Towards Universal Thermal Climate Index Prediction via machine learning approaches
Omid Veisi,
Alireza Attarhay Tehrani,
Beheshteh Gharaei,
Delong K. Du and
Amir Shakibamanesh
Renewable and Sustainable Energy Reviews, 2025, vol. 217, issue C
Abstract:
Maintaining a proper outdoor thermal environment can encourage people to engage in healthy outdoor activities, reducing residential energy consumption. Urban designers and planners rely on different indexes to calculate and predict outdoor thermal environments, such as UTCI. Existing prediction models of UTCI focus on the relationship between environmental parameters, human perception, and personal factors. However, urban characteristics impacts on UTCI have not yet been embedded in UTCI prediction research. Thus, this study investigated 30 cities worldwide with diverse urban characteristics using ML methods to forecast the UTCI and develop a nuanced index of the relationship between the UTCI and urban characteristics.
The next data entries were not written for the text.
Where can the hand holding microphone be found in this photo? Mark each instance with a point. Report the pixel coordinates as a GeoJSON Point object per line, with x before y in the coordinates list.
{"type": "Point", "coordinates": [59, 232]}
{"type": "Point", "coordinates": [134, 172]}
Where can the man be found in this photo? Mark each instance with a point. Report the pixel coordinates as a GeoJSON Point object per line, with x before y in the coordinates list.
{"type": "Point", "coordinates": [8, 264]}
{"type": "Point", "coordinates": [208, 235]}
Specifically, this integrates physics-based parametric modeling using urban features and outdoor thermal comfort modeling with Honeybee, combined with ML techniques such as LSTM, Gaussian Process Regression, RF, KNN, DT, and ANN. Our results show that the ANN model achieved a notable level of precision with MSE=0.0008 and an R2 Score=97%, demonstrating the robustness of ML in environmental modeling. The most critical variable of urban characteristics index to UTCI is ‘Average Volume’, and the model’s output is positively impacted by large SHAP values. Similarly, the ‘Green Space Ratio’ and ‘Average Height’ show a variety of impacts, indicating they affect UTCI estimations in different ways. Our study aims to support informed decision-making for large-scale sustainable city planning through a comprehensive data-driven model that enables more nuanced and precise global predictions of outdoor thermal comfort.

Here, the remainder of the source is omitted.